The scheme is being reappraised after fears were raised internally over threats to national security while officials move into and out of temporary offices.
Bidders for the project – including teams led by Jarvis, developer Godfrey Bradman and Bovis – declined to comment. But they are understood to be livid about the impasse, and some are threatening legal action.
One industry source said: "The Home Office has completely bollocksed it up. It's a real mess and it's giving the private finance initiative a very bad name."
Officials' fears over the headquarters have been exacerbated by a National Audit Office report on a PFI project for the Home Office's Croydon base. The study, which was published last week, was critical of a plan to install a new IT system.
Project facing delay
Firms that have been working on the headquarters bid since August 1996 are furious about the decanting issue.
They sent in best and final offers late last year and were told to expect a decision on the winner on 17 February. They have since been told that there is a problem with moving staff and that there is no timescale for a decision. They were not told at the bid stage that decanting could cause difficulties, and have each spent millions of pounds on the PFI tender.
The Metropolitan Police and the Prison Service, as well as ministers, would be most affected if 1500 staff had to move out of the Home Office's Queen Anne's Gate office.
The Home Office's IT system is so complicated that only 150-200 people could be moved at a time to a temporary space, meaning the department would be in flux for eight to 10 weeks.

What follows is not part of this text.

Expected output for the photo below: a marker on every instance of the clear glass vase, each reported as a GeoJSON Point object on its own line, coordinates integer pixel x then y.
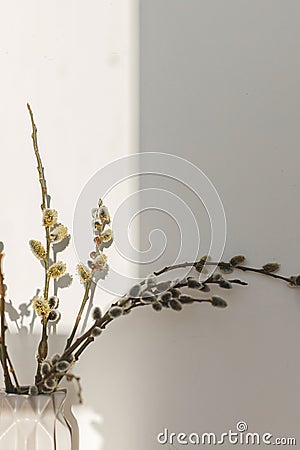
{"type": "Point", "coordinates": [34, 422]}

Officials fear that this disruption could be dangerous, and favour a Bradman bid that would put off a move for several years.

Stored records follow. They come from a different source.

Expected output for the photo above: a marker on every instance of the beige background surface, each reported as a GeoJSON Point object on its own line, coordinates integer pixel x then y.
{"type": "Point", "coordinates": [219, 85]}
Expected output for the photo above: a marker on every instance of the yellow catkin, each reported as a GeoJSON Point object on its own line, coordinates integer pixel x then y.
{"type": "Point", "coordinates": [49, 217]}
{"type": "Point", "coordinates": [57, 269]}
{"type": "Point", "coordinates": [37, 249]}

Bradman, working with Mace and Terry Farrell & Partners, is proposing bulldozing the DOE's former offices at London's Marsham Street and building new accommodation there. This would be ready in about four years, and would involve only one decanting manoeuvre.

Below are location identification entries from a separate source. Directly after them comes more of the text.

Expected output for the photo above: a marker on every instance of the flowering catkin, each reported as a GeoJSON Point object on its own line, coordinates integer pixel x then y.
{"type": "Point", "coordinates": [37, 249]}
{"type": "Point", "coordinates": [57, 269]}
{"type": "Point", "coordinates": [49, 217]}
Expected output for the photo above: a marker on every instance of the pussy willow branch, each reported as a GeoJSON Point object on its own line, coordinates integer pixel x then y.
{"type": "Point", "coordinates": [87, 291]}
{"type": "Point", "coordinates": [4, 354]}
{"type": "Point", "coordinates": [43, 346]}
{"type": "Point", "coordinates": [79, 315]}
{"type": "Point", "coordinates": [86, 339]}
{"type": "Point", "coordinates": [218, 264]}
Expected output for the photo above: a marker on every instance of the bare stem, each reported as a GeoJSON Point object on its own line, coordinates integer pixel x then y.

Jarvis and Bovis are proposing far cheaper refurbishments of Queen Anne's Gate. These would involve the Home Office moving out this year and moving back after a limited programme of work is finished in about 2002.
Bidders are understood to be aghast that the Bradman bid might be picked because its solution offers less decanting.
Legal action threatened
The fact that firms had no opportunity to take decanting into account when preparing their bid evaluations has led to speculation that losers could sue the Home Office over its running of the competition. The alternative would be for the Home Office to ask Jarvis and Bovis to rebid with new-build options, so the bids can be rejudged on a like-for-like basis.
Whitehall sources confirmed that the issue is causing concern. One said: "It's delicately poised and Home Office officials are having difficulty making a decision. The project will go on but no one can say how."
The Treasury's PFI taskforce has been called in to help find a solution, but last week's NAO report only added to the pressure.
The Croydon PFI deal involved Siemens providing new IT systems to help the handling of immigration, asylum and citizenship cases.
But the project is running six months late, leading to fears that similar problems would occur at Queen Anne's Gate if its IT system was transferred.
A Home Office spokesman said: "No final decisions have been made on the project. We were hoping to say something at the end of last month, but it's been pushed on."